II. Signs of a Demonic Attack

Now that we have given the questions, let me try to lay out some particulars as to what may be a demonic attack.

· Accusation and shame over already forgiven sin (Revelation 12:10).

· Persistent oppression despite obedience (Job 1:8-12).

· Sudden & irrational division between leaders (Luke 22:3-4; Acts 5:3).

· Lies targeting your identity in Christ (Matthew 4:1-3, 5-6).

· A consistent narrative that says you are worthless and that God doesn’t or won’t care (Romans 8:33-39).

· Intense temptation that feels externally provoked (1 Thessalonians 3:5; 1 Corinthians 7:5).

· Opposition to ministry or mission that seems incessant (1 Thessalonians 2:18).

III. Exercising Discernment

Jesus combated Satan with truth, fasting, and submission to the Father (Matthew 4:1-11). Prayer, especially in spiritual warfare, is essential to discerning if it is an attack that you are experiencing or simply God’s hand directing you to something deeper, more substantial, and rooted in His love.

Fasting, too, can bring clarity to motives by exposing the things that we use to keep us from fully depending on God—our distractions, false comforts, and self-reliance. When these are stripped away, we are better able to hear His voice, see His hand, and walk in step with His will. Even then, it can remain elusive. Circumstances have a way of honing our focus. Allow the Spirit of God to search you (Psalm 139:23) and show you.

Discernment is not a momentary act but a lifelong practice rooted in intimacy with God.

I wish intimacy were easy.

I wish I could graduate and receive my Doctorate in Spiritual Maturity and be done with God’s Wilderness School.

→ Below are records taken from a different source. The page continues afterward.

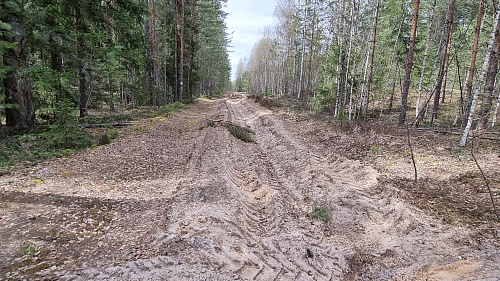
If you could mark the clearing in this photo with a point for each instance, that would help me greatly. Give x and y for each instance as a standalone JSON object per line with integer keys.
{"x": 182, "y": 198}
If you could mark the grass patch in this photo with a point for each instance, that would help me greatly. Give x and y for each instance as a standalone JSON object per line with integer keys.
{"x": 320, "y": 212}
{"x": 21, "y": 147}
{"x": 241, "y": 135}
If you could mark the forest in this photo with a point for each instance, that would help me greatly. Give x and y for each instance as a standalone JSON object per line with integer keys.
{"x": 360, "y": 60}
{"x": 358, "y": 141}
{"x": 66, "y": 65}
{"x": 100, "y": 54}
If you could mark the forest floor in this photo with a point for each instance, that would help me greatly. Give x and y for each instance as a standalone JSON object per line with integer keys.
{"x": 183, "y": 198}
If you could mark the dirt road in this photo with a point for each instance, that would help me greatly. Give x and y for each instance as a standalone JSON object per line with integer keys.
{"x": 185, "y": 200}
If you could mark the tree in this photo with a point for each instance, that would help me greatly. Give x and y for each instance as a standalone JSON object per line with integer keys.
{"x": 444, "y": 59}
{"x": 19, "y": 107}
{"x": 486, "y": 64}
{"x": 409, "y": 64}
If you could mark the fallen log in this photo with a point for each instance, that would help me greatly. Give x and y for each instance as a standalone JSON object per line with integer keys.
{"x": 102, "y": 125}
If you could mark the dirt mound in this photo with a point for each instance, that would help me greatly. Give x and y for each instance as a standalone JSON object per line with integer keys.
{"x": 184, "y": 200}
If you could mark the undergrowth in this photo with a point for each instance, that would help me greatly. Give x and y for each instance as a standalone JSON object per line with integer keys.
{"x": 22, "y": 147}
{"x": 320, "y": 212}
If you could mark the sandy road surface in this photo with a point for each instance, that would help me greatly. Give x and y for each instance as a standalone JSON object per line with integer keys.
{"x": 188, "y": 201}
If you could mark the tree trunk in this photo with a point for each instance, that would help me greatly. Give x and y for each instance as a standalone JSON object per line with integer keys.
{"x": 149, "y": 62}
{"x": 394, "y": 54}
{"x": 472, "y": 69}
{"x": 370, "y": 76}
{"x": 299, "y": 95}
{"x": 424, "y": 63}
{"x": 444, "y": 57}
{"x": 495, "y": 114}
{"x": 165, "y": 53}
{"x": 19, "y": 109}
{"x": 112, "y": 94}
{"x": 409, "y": 65}
{"x": 489, "y": 86}
{"x": 447, "y": 64}
{"x": 486, "y": 63}
{"x": 181, "y": 65}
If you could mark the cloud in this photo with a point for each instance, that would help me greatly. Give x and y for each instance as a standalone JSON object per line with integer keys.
{"x": 246, "y": 22}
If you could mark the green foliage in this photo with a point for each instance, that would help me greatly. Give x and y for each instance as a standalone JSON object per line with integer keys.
{"x": 324, "y": 99}
{"x": 320, "y": 212}
{"x": 65, "y": 132}
{"x": 244, "y": 136}
{"x": 29, "y": 249}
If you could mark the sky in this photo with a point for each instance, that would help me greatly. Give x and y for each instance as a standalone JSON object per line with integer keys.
{"x": 246, "y": 22}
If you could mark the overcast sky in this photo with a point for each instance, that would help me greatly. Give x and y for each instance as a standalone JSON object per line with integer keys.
{"x": 246, "y": 22}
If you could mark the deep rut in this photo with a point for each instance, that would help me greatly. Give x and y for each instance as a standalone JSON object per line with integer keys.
{"x": 245, "y": 210}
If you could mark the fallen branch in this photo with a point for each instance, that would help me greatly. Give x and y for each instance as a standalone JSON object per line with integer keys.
{"x": 119, "y": 124}
{"x": 485, "y": 180}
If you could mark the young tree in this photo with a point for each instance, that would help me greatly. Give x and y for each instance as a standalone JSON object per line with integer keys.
{"x": 19, "y": 108}
{"x": 489, "y": 53}
{"x": 409, "y": 64}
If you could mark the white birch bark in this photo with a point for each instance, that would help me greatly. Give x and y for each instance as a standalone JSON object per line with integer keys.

But classes continue—and they may continue until we are released for the eternal holiday.

I can only do one thing on this side.

One exercise of agency.

Get out of bed each day and start over in trust.

Start over in battle.

Start over when I’m numb.

Start over after failure.

Weeping may tarry for the night, but joy comes with the morning” (Psalm 30:5).

As we walk with Him, we hope to distinguish His voice from the lies of the enemy, the pull of the flesh, and the noise of the world.

While clarity may not come instantly, persistent prayer, honest self-examination, and humble submission to God’s Word and Spirit will guide us.

Guide.

Not escape.

I believe He will reveal what you need in His perfect timing—because He is faithful, and His desire is not to confuse, but to lead you deeper into truth, love, and maturity for His glory and your joy.

Because ultimately, trust is what we are called to do.

And that we do until the eternal holiday comes.